As relações com a Índia ainda
são modestas. O comércio bilateral mal ultrapassou US$ 1 bilhão
no ano passado. Mas o potencial
de expansão é inegável. A economia da Índia vem crescendo em
ritmo muito expressivo e a do
Brasil não vai (espero) ficar estagnada para sempre. Além disso,
durante a visita de Lula, foram
assinadas as diretrizes para um
acordo de preferências tarifárias
entre o Mercosul e a Índia. Esse
acordo poderá ser concluído ainda neste ano; está sendo anunciado como primeiro passo para a
negociação de uma área de livre
comércio.
A dimensão bilateral talvez não
seja a mais importante no nosso
relacionamento com a Índia. Os
indianos têm forte tradição de
atuação independente nos organismos multilaterais.
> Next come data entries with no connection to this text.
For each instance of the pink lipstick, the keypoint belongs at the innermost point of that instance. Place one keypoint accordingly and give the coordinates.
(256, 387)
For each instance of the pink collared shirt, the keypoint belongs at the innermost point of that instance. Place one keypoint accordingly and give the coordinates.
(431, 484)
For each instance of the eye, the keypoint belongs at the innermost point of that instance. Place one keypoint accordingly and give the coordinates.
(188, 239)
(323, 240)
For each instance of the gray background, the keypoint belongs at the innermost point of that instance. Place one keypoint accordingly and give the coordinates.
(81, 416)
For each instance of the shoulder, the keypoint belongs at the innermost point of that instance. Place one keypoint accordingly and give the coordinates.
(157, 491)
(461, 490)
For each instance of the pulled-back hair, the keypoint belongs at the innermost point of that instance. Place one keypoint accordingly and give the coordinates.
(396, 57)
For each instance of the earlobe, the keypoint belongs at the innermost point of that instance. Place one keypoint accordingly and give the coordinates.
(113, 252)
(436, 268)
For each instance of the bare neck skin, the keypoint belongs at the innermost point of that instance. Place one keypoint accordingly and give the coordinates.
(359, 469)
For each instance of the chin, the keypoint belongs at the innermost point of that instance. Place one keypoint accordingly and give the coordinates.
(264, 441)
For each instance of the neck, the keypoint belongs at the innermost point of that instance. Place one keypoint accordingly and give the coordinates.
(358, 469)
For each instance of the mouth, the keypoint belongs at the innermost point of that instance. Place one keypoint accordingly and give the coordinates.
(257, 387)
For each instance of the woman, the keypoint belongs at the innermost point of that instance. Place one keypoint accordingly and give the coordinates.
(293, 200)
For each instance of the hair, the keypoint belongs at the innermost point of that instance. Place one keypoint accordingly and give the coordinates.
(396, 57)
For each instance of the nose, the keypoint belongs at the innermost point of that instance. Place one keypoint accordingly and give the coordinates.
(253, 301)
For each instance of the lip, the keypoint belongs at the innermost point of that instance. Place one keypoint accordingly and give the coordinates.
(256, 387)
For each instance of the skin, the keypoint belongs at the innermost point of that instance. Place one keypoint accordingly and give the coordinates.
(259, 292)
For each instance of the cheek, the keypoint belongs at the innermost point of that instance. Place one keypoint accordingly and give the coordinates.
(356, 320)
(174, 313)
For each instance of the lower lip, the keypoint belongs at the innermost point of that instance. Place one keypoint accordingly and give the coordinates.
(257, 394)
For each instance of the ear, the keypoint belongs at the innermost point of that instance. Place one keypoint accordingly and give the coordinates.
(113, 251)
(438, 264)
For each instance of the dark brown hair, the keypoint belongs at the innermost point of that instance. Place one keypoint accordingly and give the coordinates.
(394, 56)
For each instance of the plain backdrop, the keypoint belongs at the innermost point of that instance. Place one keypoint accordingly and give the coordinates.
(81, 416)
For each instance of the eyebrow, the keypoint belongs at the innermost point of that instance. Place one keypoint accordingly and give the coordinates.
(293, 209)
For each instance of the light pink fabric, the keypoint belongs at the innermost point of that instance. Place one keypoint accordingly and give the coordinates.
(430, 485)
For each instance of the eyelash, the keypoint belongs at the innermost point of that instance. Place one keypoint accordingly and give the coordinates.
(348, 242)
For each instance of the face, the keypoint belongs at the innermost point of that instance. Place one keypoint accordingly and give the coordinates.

Nos anos
80, antes da derrocada que começou no final do governo Sarney e
continuou nos governos seguintes, o Brasil e a Índia formaram
uma importante aliança no Gatt
(o antecessor da OMC), com o intuito de impedir que a rodada
Uruguai beneficiasse de modo
desproporcional os países desenvolvidos, contemplando temas do
seu interesse e excluindo os de interesse de países em desenvolvimento. A defecção do Brasil, que
acabou cedendo às pressões dos
EUA e de outros países desenvolvidos, deixou a Índia praticamente isolada. Isso contribuiu para que os resultados finais da Rodada Uruguai, que desembocou
na criação da OMC, fossem basicamente desfavoráveis para os
países em desenvolvimento.
Agora, a aliança com a Índia
está sendo retomada. Na reunião
da OMC, em Cancún, em setembro último, um dos fatos mais importantes foi a atuação conjunta
do Brasil não só com a Índia mas
com um grupo de mais de 20 países em desenvolvimento, que incluiu a Argentina, a China, a
África do Sul, o Egito e a Indonésia. A ação desse grupo conseguiu
frustrar a tentativa da União Européia e dos EUA de limitar drasticamente as concessões na área
agrícola, reeditando manobra
realizada no final da rodada
Uruguai.
O potencial dessa aliança de
países em desenvolvimento está
longe de esgotado. O grupo continuará atuando nas próximas
reuniões da OMC. E o presidente
Lula anunciou, na Índia, que devem ser lançadas em junho próximo, na reunião da Unctad em
São Paulo, as bases para um novo
sistema de preferências comerciais entre países em desenvolvimento.
Não posso deixar de mencionar
meu pai, o embaixador Paulo Nogueira Batista. Primeiro porque a
sua iniciativa foi essencial no lançamento do sistema de preferências comerciais entre países em
desenvolvimento no âmbito da
Unctad, nos anos 80, como lembrou o embaixador Rubens Ricupero, atual secretário-geral da entidade, em artigo publicado recentemente na Folha. Segundo
porque ele foi um dos arquitetos
da aliança com a Índia durante a
rodada Uruguai. A sua atuação
nessas negociações em Genebra é
lembrada até hoje.
Ele faz muita falta. Digo isso
não só como filho mas como brasileiro. Com que entusiasmo ele
estaria assistindo e discutindo,
talvez participando desse esforço
de retomada e aprimoramento
das melhores tradições da política
externa brasileira!
Paulo Nogueira Batista Jr., 48, economista, pesquisador visitante do Instituto
de Estudos Avançados da USP e professor da FGV-EAESP, escreve às quintas-feiras nesta coluna. É autor do livro "A
Economia como Ela É..." (Boitempo Editorial, 3ª edição, 2002).